MCP Client -> ATG /mcp -> Policy / Approval / Redaction / Audit -> HTTP Tool
Where MCP Production Risk Comes From
The risk is usually not the MCP protocol itself. The risk is the business action behind the tool.
For example:
- data queries may leak customer information;
- write operations may change orders, accounts, or permissions;
- delete operations may be irreversible;
- credentials scattered across multiple MCP servers or clients are hard to rotate and audit;
- each tool implementing its own auth and logging makes incident review difficult.
When tools only read safe demo data, this may not matter. When they touch CRM, orders, refunds, tickets, permissions, or databases, enterprises need a shared control plane.
ATG's Minimal MCP Support
ATG v0.1 supports three MCP JSON-RPC methods:
initializetools/listtools/call
tools/list exposes active tools from the ATG Tool Registry. tools/call does not bypass governance. It reuses the same control path as HTTP invoke:
- authenticate the Agent API key;
- find the Tool;
- validate input schema;
- evaluate policy;
- create approval if needed;
- call the target HTTP API;
- redact the result;
- write invocation and audit records.
Why MCP Should Not Hold Business Credentials Directly
If every MCP server or client stores business API tokens, three problems appear.
First, credentials are scattered and hard to rotate.
Second, permission and approval logic is duplicated.
Third, audit evidence is fragmented.
ATG keeps real business credentials inside the Tool Registry. Sensitive headers are encrypted at rest and shown as *** in management API responses.
Shared Gateway vs Per-Server Governance
Letting each MCP server implement governance may look simple at first, but it creates repeated work:
- every server needs auth;
- every server needs policy;
- every server needs audit logs;
- every server needs sensitive-data handling;
- enterprise security teams must review many implementations.
A shared gateway keeps governance stable even as Agent frameworks and MCP tools change.
Local Verification
npm run install:local
npm run doctor:local
npm run dev:local
npm run mcp-client:local
You can also exercise MCP paths through the Python and TypeScript SDK checks:
npm run python-sdk:local
npm run typescript-sdk:local
These checks create isolated Agents and Tools, then verify REST invoke and MCP tools/call.
MVP Boundary
ATG v0.1 does not try to be a full MCP aggregator, marketplace, enterprise SSO system, or multi-tenant platform.
It proves one thing first:
MCP tool calls can reuse the same identity, policy, approval, redaction, credential isolation, and audit path.
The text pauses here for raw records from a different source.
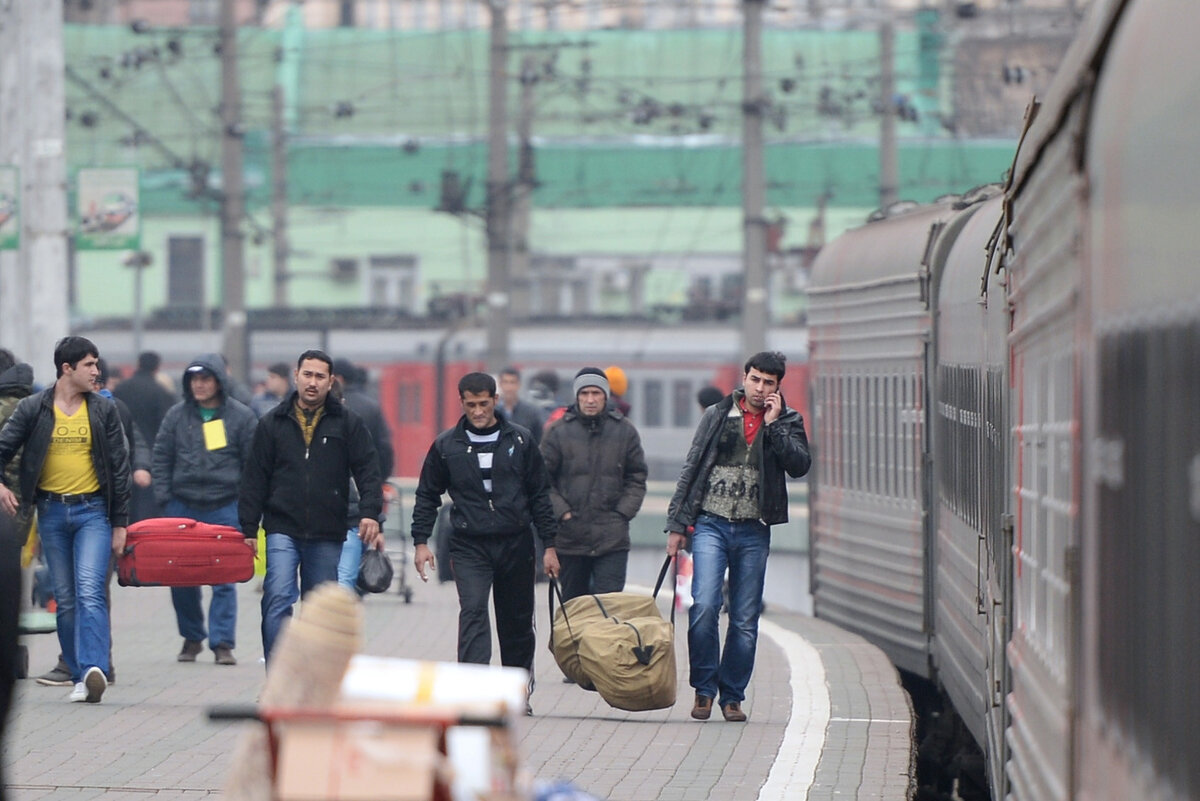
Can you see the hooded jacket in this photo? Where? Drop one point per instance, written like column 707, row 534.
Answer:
column 31, row 425
column 184, row 468
column 598, row 474
column 301, row 491
column 785, row 450
column 520, row 488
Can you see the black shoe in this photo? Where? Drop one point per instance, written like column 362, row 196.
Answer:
column 191, row 648
column 57, row 676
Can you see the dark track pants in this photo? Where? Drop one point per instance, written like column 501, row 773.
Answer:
column 502, row 565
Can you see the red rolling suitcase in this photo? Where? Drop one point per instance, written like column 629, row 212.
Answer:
column 180, row 552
Once that path is working, teams can decide whether they need SSO/RBAC, audit export, enterprise approval integrations, KMS/Vault, or Kubernetes deployment.
Who Should Try This
- MCP server builders;
- teams connecting MCP clients to internal tools;
- enterprise AI platform teams;
- private AI workflow integrators;
- security and architecture teams.
Conclusion
MCP standardizes tool connection. ATG standardizes enterprise governance.
When tools reach real business systems, the protocol alone is not enough. Teams need a shared path for permission, approval, redaction, credential isolation, and audit evidence.